# Peter Scully.



## MewAndKirby (Apr 21, 2018)

Terrible man, and I am shocked that he had his 500k legal fee payed for as he doesnt even deserve the slightest of support of any sort of affection at all.


----------



## TotalInsanity4 (Apr 21, 2018)

Link to what you're referring to?


----------



## MewAndKirby (Apr 21, 2018)

TotalInsanity4 said:


> Link to what you're referring to?


http://real-life-villains.wikia.com/wiki/Peter_Scully


----------



## x65943 (Apr 21, 2018)

http://www.news.com.au/national/ag-...e/news-story/1b3cdd9795839e3cdfcc81cd6f83aef8

Australian tax payers are fronting his legal fees apparently


----------



## TotalInsanity4 (Apr 21, 2018)

Holy fuck


----------



## MewAndKirby (Apr 21, 2018)

x65943 said:


> http://www.news.com.au/national/ag-...e/news-story/1b3cdd9795839e3cdfcc81cd6f83aef8
> 
> Australian tax payers are fronting his legal fees apparently


dude is a millionaire due to him being a scammer, why the hell would u support someone who scammed u?


----------



## 8BitWonder (Apr 21, 2018)

TotalInsanity4 said:


> Holy fuck


My thought exactly after reading those.
I forget sometimes people can be that fucking evil.


----------



## MewAndKirby (Apr 21, 2018)

8BitWonder said:


> My thought exactly after reading those.
> I forget sometimes people can be that fucking evil.
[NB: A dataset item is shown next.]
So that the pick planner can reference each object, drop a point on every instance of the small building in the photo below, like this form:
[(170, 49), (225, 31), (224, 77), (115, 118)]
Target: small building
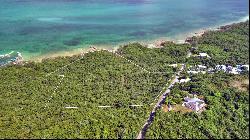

i forget that the human race is almost a million years old yet we still have these sickos who want to ruin our lives


----------



## Xexyz (Apr 21, 2018)

emiicfilms said:


> http://real-life-villains.wikia.com/wiki/Peter_Scully


wtf


----------



## MewAndKirby (Apr 21, 2018)

Xexyz said:


> wtf


trying to bring awareness that u shouldnt download random videos, there has been many links to the film, it is rare, but its... terrible


----------